Sans Serif – Literally ‘without line’; the general category of typefaces (or an individual typeface) designed without serifs.
Kerning – The horizontal spacing between two consecutive characters; adjusting the kerning creates the appearance of uniformity and reduces gaps of white space between certain letter combinations.
Leading – the distance between two baselines of lines of type. The word ‘leading’ originates from the strips of lead hand-typesetters used to use to space out lines of text evenly. The word leading has stuck, but essentially it’s a graphic design term for line spacing.
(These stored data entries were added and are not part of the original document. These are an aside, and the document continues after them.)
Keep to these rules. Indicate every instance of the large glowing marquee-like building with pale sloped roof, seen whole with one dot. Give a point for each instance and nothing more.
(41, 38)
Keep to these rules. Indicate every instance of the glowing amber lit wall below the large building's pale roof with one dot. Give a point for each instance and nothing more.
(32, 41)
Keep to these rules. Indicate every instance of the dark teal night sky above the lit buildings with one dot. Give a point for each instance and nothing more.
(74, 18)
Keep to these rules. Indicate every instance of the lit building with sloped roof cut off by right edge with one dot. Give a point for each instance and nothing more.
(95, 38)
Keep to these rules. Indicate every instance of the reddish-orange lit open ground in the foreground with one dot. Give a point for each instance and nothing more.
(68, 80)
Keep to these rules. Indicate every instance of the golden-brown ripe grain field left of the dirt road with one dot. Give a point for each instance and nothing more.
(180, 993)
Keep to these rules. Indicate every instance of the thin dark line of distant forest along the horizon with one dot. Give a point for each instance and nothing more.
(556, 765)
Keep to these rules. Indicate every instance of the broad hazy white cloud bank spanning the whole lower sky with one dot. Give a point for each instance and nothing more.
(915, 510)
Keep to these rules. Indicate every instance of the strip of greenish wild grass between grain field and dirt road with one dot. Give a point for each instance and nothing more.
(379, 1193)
Tracking – Tracking is very similar to kerning in that it is the spacing between individual characters, but tracking is the space between groups of letters rather than individual letters. Tracking affects the overall character density of the copy. Other than the actual effect that it could have on readability of type, tracking would be used to make lines of type even.
Point – This is utilised to measure the size of a font. As a rule, one point equals just 1/72 of an inch.
If a letter is referred to as, for example, 24-point, this means that the whole height of the text block is being indicated, not solely the character on its own.